In this same pseudo-letter–concocted 40 years after the fact–Jameelah writes this revealing paragraph. (Or maybe she didn’t write it, but Baker wrote it for her, reassuring herself that “I do not ascribe to her feelings or thoughts that she did not have”?)
“I had once imagined that with the founding of the state of Israel the Jews would rediscover their faith and reconnect with their Semitic roots in the land of Abraham. I even attended a meeting of the Zionist youth group Mizrachi Hatzair. … I got into a terrible argument and soon realized that Israel would not mean a return to the golden age of the tenth-century caliphate of al-Andalus. It would be something else entirely. Still, when the hostilities broke out between Jews and Arabs in Palestine, I was devastated.”
So for Margaret Marcus, Islam seemed a path back to a pristine “Semitic,” “Abrahamic” Judaism, truer and more solid than the shallow Americanized version she’d encountered in the New York suburbs? Maybe the rabbi who “reassured” Margaret’s mother that her daughter’s conversion to Islam wasn’t so bad because “Islam was a close kin to Judaism,” spoke truer than he knew.
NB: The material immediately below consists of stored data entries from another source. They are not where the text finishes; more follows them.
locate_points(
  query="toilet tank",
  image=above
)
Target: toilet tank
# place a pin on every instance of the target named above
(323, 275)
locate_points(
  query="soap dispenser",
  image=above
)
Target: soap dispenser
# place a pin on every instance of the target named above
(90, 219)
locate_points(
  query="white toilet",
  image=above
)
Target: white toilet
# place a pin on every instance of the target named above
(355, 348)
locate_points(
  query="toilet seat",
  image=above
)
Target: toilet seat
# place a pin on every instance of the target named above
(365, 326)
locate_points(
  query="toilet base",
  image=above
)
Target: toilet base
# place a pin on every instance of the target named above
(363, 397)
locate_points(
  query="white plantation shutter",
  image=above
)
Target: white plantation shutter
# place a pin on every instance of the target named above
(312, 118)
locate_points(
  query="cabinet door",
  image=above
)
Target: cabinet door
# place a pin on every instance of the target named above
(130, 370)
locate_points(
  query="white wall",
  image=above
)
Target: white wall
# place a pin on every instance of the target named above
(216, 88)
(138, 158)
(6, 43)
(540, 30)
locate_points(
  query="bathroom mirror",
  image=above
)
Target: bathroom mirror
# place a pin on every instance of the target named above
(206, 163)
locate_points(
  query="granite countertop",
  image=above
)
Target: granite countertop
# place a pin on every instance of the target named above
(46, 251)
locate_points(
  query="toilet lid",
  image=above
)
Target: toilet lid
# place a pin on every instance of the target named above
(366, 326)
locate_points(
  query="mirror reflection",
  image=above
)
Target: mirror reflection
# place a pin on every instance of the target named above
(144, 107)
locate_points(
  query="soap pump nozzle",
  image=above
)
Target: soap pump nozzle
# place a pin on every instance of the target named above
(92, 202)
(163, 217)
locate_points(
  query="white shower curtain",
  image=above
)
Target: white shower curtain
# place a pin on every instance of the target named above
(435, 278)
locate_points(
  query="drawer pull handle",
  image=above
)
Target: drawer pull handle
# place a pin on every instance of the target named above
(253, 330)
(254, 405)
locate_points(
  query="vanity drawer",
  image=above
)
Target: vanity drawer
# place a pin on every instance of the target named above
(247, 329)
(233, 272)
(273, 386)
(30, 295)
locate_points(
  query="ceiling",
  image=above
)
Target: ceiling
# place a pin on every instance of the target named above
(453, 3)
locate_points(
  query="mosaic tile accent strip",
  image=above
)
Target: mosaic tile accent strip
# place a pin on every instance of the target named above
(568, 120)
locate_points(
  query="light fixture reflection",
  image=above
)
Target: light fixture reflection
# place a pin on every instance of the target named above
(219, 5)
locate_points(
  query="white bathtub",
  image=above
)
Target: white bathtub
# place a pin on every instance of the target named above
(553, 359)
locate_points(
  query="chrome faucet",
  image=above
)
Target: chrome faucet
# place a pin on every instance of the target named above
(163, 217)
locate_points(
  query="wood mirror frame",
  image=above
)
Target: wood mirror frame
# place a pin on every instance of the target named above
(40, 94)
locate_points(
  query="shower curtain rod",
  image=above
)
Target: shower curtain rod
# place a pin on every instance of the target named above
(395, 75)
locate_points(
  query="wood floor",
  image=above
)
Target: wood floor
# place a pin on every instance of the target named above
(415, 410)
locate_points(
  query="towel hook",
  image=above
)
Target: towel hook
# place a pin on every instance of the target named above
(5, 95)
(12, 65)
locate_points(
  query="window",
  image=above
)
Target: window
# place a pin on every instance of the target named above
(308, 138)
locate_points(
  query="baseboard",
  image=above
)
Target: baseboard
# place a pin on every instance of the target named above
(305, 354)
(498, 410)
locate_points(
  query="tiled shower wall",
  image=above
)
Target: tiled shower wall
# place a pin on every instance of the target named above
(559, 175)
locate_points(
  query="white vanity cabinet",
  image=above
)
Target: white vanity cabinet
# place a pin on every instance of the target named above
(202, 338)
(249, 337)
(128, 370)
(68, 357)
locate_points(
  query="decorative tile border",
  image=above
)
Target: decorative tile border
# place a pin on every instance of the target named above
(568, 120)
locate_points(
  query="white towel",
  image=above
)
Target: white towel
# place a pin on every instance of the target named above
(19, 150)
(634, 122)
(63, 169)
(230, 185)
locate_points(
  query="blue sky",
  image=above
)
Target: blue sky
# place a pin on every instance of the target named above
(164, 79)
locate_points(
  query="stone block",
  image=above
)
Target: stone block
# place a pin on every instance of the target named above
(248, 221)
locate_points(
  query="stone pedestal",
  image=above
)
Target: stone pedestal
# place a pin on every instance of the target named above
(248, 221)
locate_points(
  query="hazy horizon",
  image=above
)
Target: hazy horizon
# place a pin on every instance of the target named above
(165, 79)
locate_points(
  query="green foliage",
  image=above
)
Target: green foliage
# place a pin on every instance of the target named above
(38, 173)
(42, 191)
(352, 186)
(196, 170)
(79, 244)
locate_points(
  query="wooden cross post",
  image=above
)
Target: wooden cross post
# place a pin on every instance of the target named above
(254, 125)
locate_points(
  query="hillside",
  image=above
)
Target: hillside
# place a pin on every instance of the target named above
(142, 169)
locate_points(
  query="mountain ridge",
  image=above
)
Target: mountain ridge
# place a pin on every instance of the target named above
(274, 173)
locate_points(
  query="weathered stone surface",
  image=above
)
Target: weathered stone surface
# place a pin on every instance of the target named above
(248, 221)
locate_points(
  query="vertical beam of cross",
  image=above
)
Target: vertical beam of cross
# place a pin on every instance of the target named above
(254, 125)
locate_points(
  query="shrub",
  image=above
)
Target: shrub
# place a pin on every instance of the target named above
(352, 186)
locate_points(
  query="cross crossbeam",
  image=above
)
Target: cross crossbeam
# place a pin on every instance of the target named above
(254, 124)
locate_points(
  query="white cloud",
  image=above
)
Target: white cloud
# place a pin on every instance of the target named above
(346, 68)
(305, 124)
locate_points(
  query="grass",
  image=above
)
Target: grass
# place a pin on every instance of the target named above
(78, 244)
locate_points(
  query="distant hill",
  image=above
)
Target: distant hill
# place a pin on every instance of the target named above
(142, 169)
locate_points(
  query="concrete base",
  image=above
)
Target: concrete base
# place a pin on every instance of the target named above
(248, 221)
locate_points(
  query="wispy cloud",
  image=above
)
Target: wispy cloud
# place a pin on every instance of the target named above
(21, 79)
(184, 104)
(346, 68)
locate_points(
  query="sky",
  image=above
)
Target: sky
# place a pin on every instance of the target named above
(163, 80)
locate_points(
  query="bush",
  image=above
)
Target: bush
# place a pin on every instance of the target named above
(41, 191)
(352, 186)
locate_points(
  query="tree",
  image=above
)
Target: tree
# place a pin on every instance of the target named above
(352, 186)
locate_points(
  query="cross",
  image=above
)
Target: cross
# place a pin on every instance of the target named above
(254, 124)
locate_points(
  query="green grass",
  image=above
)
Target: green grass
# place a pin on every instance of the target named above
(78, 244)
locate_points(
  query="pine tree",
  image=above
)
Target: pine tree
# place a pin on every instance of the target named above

Maybe it was really Judaism that Margaret felt herself converting to.
Jameelah complains about those who try to psychologize her choice of Islam, implicitly treating it as a sort of pathology. Who can blame her? Yet her own explanation of her conversion, “Allah guides to the truth whomsoever He pleases” (page 10), also leaves something to be desired. It’s hard not to connect her dizzyingly courageous leap into a foreign faith and culture with her resentment and perhaps fear of the courting rituals she was expected to engage in as a young American girl. (“The sexes would be strictly segregated” in her “Islamic utopia,” the 19-year-old Margaret told a skeptical therapist. “There would be no courtship, only arranged marriages.”) A photo taken about that time (above) reveals a perfectly attractive young woman. Yet she seems to have felt that the odds of the dating game were stacked against her.
(If so, I can feel for her. I had some of the same resentments and fears when I went to Israel in the summer of 1964, hoping vainly that life in a Jewish country would turn out to be different and “better” than what I knew as an awkward US teenager.)
Why should we care about all this? A plausible but shallow answer, perhaps hinted at in the subtitle of Baker’s book (A Tale of Exile and Extremism), would be that Margaret Marcus’s rejection of her own culture, for one that by most American standards was bound to seem archaic and repressive, foreshadows the choice of those Western-educated young people who flock to Syria to fight for ISIS. But any such comparison is superficial. Margaret/Maryam’s idealism was that of a thinker and a writer. She never showed the smallest appetite for violence. Beheading, crucifying, burning the infidel would have had no appeal for her. It was a different era, one in which a rabbi could look benignly on Islam as an exotic yet intimate cousin to Judaism. Perhaps we’ve regressed since then.
Mercifully, Maryam Jameelah didn’t live long enough to see the rise of ISIS. But she did see 9/11, which she condemned in her conversation with Baker, though in somewhat equivocal terms. “[I]f the building had been empty, if nobody had been in the World Trade Center at the time … its destruction would have been justified as a symbol of American finance. Because it was the center of Western civilization and so was the Pentagon” (pages 204-205).
No–let’s set aside any such parallels. The mystery of Margaret-Marcus-become-Maryam-Jameelah is important purely as itself: a specimen of the mystery of the human soul, the believing soul, the yearning soul. (These last two, and perhaps all three, may turn out to be the same.) Which is to say, the mystery of you and me.